The Washington PostDemocracy Dies in Darkness

Enforcer or ‘choke point’? Kelly seeks to bring order to chaotic White House.

September 22, 2017 at 9:00 p.m. EDT
White House Chief of Staff John F. Kelly talks with others before President Trump awards the Medal of Honor at the White House on July 31. (Jabin Botsford/The Washington Post)

White House Chief of Staff John F. Kelly has a new evening routine: He periodically strolls the perimeter of the White House grounds late at night, inspecting the compound and chatting with Secret Service agents to see if they have what they need.

Just two months into his new post, Kelly has expanded his portfolio to include issues large and small throughout the administration — from influencing personnel staffing at the agencies to vetting President Trump’s reading materials to his periodic nighttime walks along the White House fence line to check security.
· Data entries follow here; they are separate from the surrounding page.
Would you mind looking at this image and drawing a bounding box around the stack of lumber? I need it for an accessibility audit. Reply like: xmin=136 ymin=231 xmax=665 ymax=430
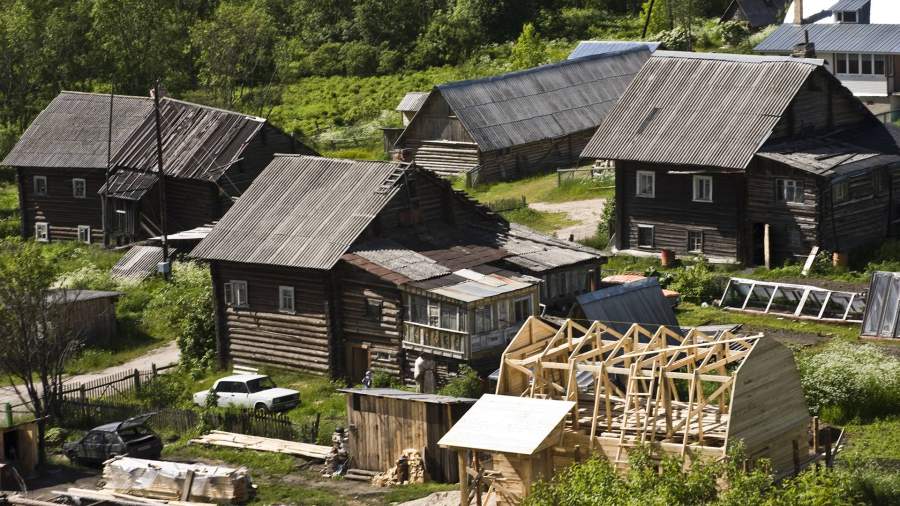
xmin=103 ymin=457 xmax=252 ymax=504
xmin=190 ymin=430 xmax=331 ymax=460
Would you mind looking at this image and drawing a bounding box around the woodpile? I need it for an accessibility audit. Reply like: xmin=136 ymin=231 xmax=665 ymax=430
xmin=103 ymin=457 xmax=252 ymax=504
xmin=189 ymin=430 xmax=331 ymax=460
xmin=372 ymin=448 xmax=427 ymax=487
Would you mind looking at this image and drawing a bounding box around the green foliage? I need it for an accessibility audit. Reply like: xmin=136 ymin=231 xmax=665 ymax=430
xmin=717 ymin=20 xmax=750 ymax=47
xmin=797 ymin=341 xmax=900 ymax=423
xmin=512 ymin=23 xmax=547 ymax=69
xmin=669 ymin=257 xmax=723 ymax=302
xmin=438 ymin=364 xmax=484 ymax=399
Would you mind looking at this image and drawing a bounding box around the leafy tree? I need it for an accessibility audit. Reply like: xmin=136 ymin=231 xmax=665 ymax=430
xmin=191 ymin=0 xmax=277 ymax=107
xmin=0 ymin=239 xmax=82 ymax=464
xmin=512 ymin=23 xmax=547 ymax=69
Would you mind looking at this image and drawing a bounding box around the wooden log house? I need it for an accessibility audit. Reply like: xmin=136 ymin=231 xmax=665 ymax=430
xmin=395 ymin=45 xmax=650 ymax=184
xmin=2 ymin=91 xmax=313 ymax=244
xmin=583 ymin=51 xmax=900 ymax=265
xmin=191 ymin=155 xmax=601 ymax=382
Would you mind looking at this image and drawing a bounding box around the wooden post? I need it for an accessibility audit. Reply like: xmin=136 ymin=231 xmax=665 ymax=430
xmin=456 ymin=448 xmax=469 ymax=506
xmin=791 ymin=439 xmax=800 ymax=476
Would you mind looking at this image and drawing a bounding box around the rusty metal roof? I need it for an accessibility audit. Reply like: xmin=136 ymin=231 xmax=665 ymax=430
xmin=398 ymin=46 xmax=650 ymax=152
xmin=581 ymin=51 xmax=833 ymax=170
xmin=191 ymin=155 xmax=408 ymax=269
xmin=0 ymin=91 xmax=153 ymax=169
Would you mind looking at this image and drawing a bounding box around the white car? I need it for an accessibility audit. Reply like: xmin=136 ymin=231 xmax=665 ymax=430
xmin=194 ymin=374 xmax=300 ymax=411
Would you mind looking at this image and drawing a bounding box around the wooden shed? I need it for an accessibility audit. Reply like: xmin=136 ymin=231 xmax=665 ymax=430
xmin=341 ymin=388 xmax=475 ymax=483
xmin=0 ymin=421 xmax=38 ymax=484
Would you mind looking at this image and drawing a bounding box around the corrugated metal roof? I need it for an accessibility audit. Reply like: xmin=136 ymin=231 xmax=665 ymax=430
xmin=412 ymin=48 xmax=650 ymax=152
xmin=191 ymin=155 xmax=408 ymax=269
xmin=862 ymin=272 xmax=900 ymax=338
xmin=722 ymin=0 xmax=788 ymax=28
xmin=578 ymin=278 xmax=678 ymax=331
xmin=395 ymin=91 xmax=429 ymax=112
xmin=567 ymin=40 xmax=660 ymax=60
xmin=110 ymin=246 xmax=163 ymax=280
xmin=581 ymin=51 xmax=827 ymax=170
xmin=113 ymin=98 xmax=265 ymax=181
xmin=753 ymin=23 xmax=900 ymax=52
xmin=2 ymin=91 xmax=153 ymax=169
xmin=97 ymin=169 xmax=159 ymax=200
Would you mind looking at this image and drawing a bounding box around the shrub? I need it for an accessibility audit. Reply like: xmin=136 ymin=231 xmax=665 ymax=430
xmin=797 ymin=341 xmax=900 ymax=423
xmin=438 ymin=364 xmax=484 ymax=399
xmin=717 ymin=20 xmax=750 ymax=47
xmin=669 ymin=257 xmax=721 ymax=302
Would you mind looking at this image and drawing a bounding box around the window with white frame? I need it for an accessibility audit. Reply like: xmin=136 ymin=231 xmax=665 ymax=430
xmin=831 ymin=181 xmax=850 ymax=204
xmin=72 ymin=177 xmax=87 ymax=199
xmin=775 ymin=179 xmax=803 ymax=204
xmin=34 ymin=223 xmax=50 ymax=242
xmin=688 ymin=230 xmax=703 ymax=253
xmin=694 ymin=176 xmax=712 ymax=202
xmin=278 ymin=286 xmax=294 ymax=313
xmin=638 ymin=225 xmax=653 ymax=248
xmin=33 ymin=176 xmax=47 ymax=195
xmin=513 ymin=296 xmax=532 ymax=322
xmin=78 ymin=225 xmax=91 ymax=244
xmin=225 ymin=281 xmax=250 ymax=307
xmin=635 ymin=170 xmax=656 ymax=198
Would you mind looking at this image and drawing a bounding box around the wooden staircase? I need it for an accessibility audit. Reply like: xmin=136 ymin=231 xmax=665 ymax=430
xmin=413 ymin=141 xmax=479 ymax=177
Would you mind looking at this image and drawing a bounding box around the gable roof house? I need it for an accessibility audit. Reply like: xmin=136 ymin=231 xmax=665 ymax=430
xmin=395 ymin=45 xmax=649 ymax=182
xmin=753 ymin=0 xmax=900 ymax=114
xmin=583 ymin=51 xmax=900 ymax=265
xmin=722 ymin=0 xmax=789 ymax=28
xmin=3 ymin=91 xmax=312 ymax=249
xmin=191 ymin=155 xmax=601 ymax=381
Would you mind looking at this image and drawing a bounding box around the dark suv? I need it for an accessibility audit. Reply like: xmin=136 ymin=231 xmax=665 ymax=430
xmin=63 ymin=413 xmax=162 ymax=464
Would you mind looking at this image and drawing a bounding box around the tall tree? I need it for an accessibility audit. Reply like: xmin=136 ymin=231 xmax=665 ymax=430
xmin=191 ymin=0 xmax=278 ymax=107
xmin=0 ymin=239 xmax=82 ymax=463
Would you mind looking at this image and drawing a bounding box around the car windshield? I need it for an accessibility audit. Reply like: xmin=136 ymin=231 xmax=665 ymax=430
xmin=247 ymin=377 xmax=275 ymax=394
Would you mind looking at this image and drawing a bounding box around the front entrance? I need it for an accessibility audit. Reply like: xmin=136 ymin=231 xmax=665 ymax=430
xmin=347 ymin=345 xmax=371 ymax=385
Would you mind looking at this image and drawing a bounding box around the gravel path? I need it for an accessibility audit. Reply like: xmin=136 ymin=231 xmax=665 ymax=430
xmin=528 ymin=199 xmax=606 ymax=240
xmin=0 ymin=341 xmax=180 ymax=405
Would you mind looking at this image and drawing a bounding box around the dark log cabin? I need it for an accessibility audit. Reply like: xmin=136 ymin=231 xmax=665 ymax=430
xmin=583 ymin=51 xmax=900 ymax=265
xmin=3 ymin=91 xmax=313 ymax=249
xmin=395 ymin=46 xmax=650 ymax=183
xmin=191 ymin=155 xmax=601 ymax=382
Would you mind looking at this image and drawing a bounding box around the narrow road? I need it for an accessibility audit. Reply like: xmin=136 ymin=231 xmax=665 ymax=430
xmin=0 ymin=341 xmax=180 ymax=405
xmin=528 ymin=199 xmax=606 ymax=240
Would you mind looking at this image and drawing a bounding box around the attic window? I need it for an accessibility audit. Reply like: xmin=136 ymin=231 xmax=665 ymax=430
xmin=637 ymin=107 xmax=659 ymax=134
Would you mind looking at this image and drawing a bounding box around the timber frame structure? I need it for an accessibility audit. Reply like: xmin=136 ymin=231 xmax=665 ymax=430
xmin=497 ymin=317 xmax=814 ymax=474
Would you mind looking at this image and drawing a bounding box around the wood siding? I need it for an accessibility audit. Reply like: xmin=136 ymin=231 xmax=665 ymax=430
xmin=616 ymin=162 xmax=744 ymax=258
xmin=18 ymin=167 xmax=104 ymax=244
xmin=212 ymin=262 xmax=334 ymax=375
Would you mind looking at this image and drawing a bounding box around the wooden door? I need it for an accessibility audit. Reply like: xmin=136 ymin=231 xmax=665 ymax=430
xmin=347 ymin=345 xmax=370 ymax=385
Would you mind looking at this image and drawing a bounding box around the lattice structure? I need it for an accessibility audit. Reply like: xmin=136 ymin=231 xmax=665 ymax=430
xmin=497 ymin=318 xmax=809 ymax=470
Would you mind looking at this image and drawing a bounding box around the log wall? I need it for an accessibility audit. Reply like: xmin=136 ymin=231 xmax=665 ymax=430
xmin=212 ymin=262 xmax=335 ymax=375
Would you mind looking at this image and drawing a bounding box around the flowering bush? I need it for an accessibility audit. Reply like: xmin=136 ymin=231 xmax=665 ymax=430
xmin=798 ymin=341 xmax=900 ymax=422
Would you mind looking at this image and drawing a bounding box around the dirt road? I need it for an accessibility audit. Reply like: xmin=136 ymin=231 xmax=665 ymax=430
xmin=0 ymin=341 xmax=180 ymax=405
xmin=528 ymin=199 xmax=606 ymax=240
The no-task-too-small leadership style — dating to Kelly’s training in the Marine Corps, where he rose to a four-star general — has its benefits for a president who often sows chaos in his wake, implementing a sense of order and discipline in a White House known for lacking both.

But it also has prompted grumbling about micromanaging within the West Wing, where some staffers complain that Kelly may be growing his mandate too far and that his strict regimen stifles the creativity and spontaneity that have been hallmarks of Trump’s enterprises. As one of Kelly’s subordinates put it, the chief of staff sometimes becomes “a one-man choke point.”

This portrait of Kelly’s management style is based on interviews with more than a dozen senior administration officials and Republicans close to the White House.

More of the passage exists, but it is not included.